Start up & down

Attention, le Département de la Santé peut nuire à la santé (et aux start-up)

Le numérique est-il bon pour la santé? La science et les start-up sont-elles bonnes pour la médecine? Voilà le débat que j’ai lancé à l’insu de mon plein gré lundi 10 septembre dans le Temps en citant le médecin cantonal vaudois, Karim Boubaker, en marge de l’affaire Domosafety (lire ci-dessous la chronique de lundi). Je rappelle son credo: «Le numérique n’amène rien à la qualité de vie, cela va s’éteindre tout seul, je le souhaite». J’espérais un démenti de sa part. Un truc du genre: «Vous m’avez mal compris». Malheureusement, je l’avais parfaitement compris. Il a persisté, ici même, mercredi en admettant je cite, ses «réticences lorsqu’il s’agit de nouveautés technologiques». Un médecin réticent aux progrès de la science, c’est intéressant. Comme me le faisait remarquer un ami, «heureusement qu’il n’était pas là quand le stéthoscope ou l’échographie sont arrivés sur le marché, on aurait encore une espérance de vie de 45 ans».

Le médecin cantonal fait bondir des médecins du canton

Du coup, la prise de position du médecin cantonal a un peu choqué des médecins du canton. Comme Bertrand Vuilleumier, président des hôpitaux du Nord vaudois, qui réagissait sur ce blog: «Quand on entend qu’un des cadres du SSP souhaite qu’on écarte à tout jamais tout recours à des systèmes d’information pour alléger, anticiper le travail des infirmier-ères, des médecins ambulatoires… on va droit dans le mur!» Et de préciser: «Ces systèmes méritent qu’on les teste et qu’on ne les bannissent pas pour des raisons politiques, pseudo-économiques, voire prétendument éthiques». Merci Docteur. Ça me rassure, je pensais avoir raté une étape. Nous sommes bien, comme le constatent d’autres commentateurs du blog, dans une vision préhistorique de la médecine.
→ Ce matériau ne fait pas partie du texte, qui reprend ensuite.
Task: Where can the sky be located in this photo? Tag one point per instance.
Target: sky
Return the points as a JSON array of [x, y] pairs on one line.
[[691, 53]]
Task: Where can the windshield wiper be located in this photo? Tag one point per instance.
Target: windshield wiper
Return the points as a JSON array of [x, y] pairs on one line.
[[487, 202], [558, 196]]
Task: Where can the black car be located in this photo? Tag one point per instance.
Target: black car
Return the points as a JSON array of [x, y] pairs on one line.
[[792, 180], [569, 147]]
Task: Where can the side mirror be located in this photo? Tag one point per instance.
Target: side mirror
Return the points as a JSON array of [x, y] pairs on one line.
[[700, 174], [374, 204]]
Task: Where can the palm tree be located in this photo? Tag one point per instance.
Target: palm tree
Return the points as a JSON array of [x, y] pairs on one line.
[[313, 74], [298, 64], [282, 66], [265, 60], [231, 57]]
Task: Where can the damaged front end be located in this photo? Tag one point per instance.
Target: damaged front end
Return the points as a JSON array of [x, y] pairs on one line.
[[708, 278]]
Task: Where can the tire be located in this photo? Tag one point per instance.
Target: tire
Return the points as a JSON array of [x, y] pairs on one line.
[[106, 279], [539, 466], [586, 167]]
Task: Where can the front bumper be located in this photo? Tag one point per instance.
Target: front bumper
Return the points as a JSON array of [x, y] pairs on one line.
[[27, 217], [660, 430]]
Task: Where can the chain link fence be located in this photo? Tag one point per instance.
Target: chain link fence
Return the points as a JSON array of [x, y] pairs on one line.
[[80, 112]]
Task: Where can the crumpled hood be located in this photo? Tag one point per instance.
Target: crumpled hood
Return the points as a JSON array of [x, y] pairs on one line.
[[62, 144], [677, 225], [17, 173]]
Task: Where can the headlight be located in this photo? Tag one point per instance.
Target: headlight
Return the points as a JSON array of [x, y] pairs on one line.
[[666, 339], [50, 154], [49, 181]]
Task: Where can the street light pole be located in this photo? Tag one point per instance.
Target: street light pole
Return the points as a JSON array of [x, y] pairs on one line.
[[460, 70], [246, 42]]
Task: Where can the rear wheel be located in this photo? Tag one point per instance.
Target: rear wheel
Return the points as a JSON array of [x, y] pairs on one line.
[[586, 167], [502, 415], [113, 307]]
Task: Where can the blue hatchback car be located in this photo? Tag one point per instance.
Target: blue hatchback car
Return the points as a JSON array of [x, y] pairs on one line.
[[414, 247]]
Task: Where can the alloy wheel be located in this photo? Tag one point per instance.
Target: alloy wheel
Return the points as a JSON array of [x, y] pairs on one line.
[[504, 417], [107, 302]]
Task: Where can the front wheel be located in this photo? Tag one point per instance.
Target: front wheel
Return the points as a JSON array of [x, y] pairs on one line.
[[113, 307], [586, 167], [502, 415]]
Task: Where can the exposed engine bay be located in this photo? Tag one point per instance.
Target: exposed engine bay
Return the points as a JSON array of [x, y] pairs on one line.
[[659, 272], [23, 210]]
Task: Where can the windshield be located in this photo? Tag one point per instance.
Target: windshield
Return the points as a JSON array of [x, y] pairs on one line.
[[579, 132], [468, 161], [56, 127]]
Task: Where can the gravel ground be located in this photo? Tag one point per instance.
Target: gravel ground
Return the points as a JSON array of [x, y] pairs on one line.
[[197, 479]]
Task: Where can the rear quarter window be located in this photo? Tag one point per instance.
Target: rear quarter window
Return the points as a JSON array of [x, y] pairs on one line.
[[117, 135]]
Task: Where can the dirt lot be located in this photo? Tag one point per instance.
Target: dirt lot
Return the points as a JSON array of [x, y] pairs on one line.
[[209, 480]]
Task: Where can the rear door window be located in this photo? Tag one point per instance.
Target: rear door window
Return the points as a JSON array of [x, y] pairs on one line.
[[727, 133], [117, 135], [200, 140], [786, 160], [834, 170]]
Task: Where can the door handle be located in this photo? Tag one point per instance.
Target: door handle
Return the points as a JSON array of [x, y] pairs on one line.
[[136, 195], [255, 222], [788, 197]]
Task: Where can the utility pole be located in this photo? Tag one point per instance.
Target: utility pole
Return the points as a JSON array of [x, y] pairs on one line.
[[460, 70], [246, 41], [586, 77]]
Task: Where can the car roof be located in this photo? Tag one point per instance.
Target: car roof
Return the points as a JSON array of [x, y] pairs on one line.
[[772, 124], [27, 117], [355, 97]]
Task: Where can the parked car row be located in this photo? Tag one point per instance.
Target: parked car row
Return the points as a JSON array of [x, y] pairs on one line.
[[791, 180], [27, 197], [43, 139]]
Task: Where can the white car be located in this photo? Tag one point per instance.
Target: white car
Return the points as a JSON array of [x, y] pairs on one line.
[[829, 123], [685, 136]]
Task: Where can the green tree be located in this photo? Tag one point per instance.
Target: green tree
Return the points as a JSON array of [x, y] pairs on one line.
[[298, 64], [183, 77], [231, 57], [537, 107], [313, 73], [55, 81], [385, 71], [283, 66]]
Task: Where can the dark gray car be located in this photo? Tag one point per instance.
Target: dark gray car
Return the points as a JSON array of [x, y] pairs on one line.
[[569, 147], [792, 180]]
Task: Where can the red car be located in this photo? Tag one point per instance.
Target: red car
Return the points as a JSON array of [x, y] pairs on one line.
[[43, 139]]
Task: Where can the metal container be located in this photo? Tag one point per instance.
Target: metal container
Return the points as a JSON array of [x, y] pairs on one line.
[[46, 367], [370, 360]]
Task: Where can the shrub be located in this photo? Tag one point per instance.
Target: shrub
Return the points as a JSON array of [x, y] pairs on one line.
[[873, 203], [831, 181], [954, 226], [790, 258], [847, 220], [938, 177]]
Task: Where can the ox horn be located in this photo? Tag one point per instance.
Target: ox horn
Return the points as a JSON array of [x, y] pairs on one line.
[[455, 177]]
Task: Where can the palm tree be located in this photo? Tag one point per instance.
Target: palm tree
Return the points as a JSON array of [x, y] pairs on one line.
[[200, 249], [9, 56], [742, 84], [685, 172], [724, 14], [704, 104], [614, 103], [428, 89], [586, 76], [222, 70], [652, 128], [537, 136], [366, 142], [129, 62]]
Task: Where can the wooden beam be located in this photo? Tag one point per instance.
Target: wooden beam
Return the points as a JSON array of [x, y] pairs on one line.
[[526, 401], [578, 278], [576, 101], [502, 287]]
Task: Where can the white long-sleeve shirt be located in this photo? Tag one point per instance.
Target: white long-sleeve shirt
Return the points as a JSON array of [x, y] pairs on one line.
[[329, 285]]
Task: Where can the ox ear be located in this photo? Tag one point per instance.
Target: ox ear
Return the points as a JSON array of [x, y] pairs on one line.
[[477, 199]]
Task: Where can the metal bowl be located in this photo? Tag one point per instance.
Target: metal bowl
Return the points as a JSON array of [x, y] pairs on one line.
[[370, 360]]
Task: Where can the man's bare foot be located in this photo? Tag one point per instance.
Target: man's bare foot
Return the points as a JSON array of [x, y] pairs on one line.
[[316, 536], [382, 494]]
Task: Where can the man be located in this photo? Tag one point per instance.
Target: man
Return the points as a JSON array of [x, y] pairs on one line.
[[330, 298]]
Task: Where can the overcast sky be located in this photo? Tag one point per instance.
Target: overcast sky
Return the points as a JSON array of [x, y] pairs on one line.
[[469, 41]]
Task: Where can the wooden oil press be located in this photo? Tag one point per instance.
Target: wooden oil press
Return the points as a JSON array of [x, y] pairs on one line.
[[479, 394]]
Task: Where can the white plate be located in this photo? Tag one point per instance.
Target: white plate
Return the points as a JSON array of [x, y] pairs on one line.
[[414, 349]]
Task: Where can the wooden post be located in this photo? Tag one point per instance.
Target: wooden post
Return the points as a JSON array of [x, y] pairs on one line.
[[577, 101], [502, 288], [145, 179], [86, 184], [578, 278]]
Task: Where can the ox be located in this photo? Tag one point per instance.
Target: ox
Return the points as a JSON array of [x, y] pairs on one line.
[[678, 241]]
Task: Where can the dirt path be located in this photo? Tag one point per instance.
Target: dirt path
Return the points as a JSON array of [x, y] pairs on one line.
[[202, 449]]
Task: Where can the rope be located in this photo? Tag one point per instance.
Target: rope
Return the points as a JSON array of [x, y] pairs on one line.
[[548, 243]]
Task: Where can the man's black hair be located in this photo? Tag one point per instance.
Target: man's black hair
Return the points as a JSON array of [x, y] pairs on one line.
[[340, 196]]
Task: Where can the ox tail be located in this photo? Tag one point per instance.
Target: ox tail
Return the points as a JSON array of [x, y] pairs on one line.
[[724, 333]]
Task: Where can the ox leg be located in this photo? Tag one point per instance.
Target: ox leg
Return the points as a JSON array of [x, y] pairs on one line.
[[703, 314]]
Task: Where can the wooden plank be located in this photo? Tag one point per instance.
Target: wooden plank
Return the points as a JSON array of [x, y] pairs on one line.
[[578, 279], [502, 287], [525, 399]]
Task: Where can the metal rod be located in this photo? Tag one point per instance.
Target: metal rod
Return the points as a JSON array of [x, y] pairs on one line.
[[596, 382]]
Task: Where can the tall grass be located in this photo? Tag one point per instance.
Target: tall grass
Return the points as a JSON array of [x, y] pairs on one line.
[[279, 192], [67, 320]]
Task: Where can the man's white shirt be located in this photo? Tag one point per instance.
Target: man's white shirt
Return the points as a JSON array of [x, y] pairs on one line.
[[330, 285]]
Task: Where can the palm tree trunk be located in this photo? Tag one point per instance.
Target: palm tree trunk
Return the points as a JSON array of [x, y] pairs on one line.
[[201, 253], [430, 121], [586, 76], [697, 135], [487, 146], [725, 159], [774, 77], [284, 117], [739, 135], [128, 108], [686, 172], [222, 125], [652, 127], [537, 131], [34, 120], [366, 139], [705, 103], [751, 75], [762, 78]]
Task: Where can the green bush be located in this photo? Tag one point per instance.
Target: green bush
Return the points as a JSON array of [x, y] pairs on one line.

La position vaudoise en contradiction avec la stratégie de la Confédération

La position paléolithique vaudoise surprend, donc. Jusqu’à Berne. Outre de légitimes inquiétudes pour le suivi sanitaire des Vaudois, elle est de mauvaise augure pour la coordination fédérale en matière de numérisation. Je m’explique: le Conseil fédéral a présenté mercredi dernier sa stratégie Suisse numérique (lire aussi ci-dessous). Et il ne partage pas du tout la vision vaudoise. En effet, le Conseil fédéral estime, comme le reste de la planète, que la numérisation ouvre d’énormes perspectives pour la médecine. Dans le catalogue de 111 mesures du plan d’action fédéral, plus de 20 d’entre elles touchent, de près ou de loin, la question de la santé. Dont une, plus spécifique, concerne directement le cas Domosafety. En page 28, au chapitre « Société, santé et culture », le point 8.1 affirme que « les technologies et les prestations novatrices favorisent la participation à la vie sociale », ce que tout le monde voit bien (sauf le Canton de Vaud). On y lit que « la Confédération soutient, dans le programme européen Active and Assisted Living (AAL), le développement de solutions techniques permettant aux personnes âgées et handicapées de vivre et de travailler de manière autonome ». Elle y injecte des millions par année et participe à de nombreux projets (avec entre autres Domosafety). Car elle a compris, que la technologie et la recherche scientifique peuvent aider les personnes âgées à bien vivre. Tout le monde y croit. Tout le monde y travaille. Sauf le Canton de Vaud?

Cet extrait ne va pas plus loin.